Aggregate-demand curve
A curve that shows the quantity of goods and services that households, firms, the government, and customers abroad want to buy at each price level.
Aggregate-supply curve
Shows the quantity of goods and services that firms produce and sell at each price level.
Natural level of output
The production of goods and services that an economy achieves in the long run when unemployment is at its normal rate.
Sticky-Wage Theory
The short-run aggregate-supply curve slopes upward because nominal wages are slow to adjust to changing economic conditions.
Stagflation
A period of falling output and rising prices.
The wealth effect
A lower price level raises the real value of households' money holdings, stimulating consumer spending and increasing the quantity of goods and services demanded.
The interest-rate effect
A lower price level reduces the amount of money people want to hold, leading to a fall in interest rates and stimulating investment spending and the quantity of goods and services demanded.
The exchange-rate effect
A lower price level reduces the interest rate, causing investors to move funds overseas, leading to a fall in the domestic currency's value and stimulating spending on net exports and the quantity of goods and services demanded.

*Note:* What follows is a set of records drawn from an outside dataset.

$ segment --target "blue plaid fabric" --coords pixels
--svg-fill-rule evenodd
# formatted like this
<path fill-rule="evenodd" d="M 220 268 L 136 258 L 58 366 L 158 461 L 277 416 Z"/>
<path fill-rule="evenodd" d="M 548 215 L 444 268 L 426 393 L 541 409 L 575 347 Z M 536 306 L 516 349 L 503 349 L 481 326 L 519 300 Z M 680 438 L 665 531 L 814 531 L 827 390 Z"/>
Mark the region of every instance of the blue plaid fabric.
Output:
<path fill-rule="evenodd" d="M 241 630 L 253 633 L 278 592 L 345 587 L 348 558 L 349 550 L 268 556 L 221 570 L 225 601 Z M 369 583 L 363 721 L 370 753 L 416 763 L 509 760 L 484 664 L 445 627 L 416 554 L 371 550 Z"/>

Theory of Liquidity Preference
Keynes's theory that the interest rate adjusts to bring money supply and money demand into balance.
Fiscal Policy
The setting of the levels of government spending and taxation by government policymakers.
The multiplier effect
The additional shifts in aggregate demand that result when expansionary fiscal policy increases income and thereby increases consumer spending.
Crowding-Out effect
The offset in aggregate demand that results when expansionary fiscal policy raises the interest rate and thereby reduces investment spending.
Automatic stabilizers
Changes in fiscal policy that stimulate aggregate demand when the economy goes into a recession but occur without policymakers having to take any deliberate action.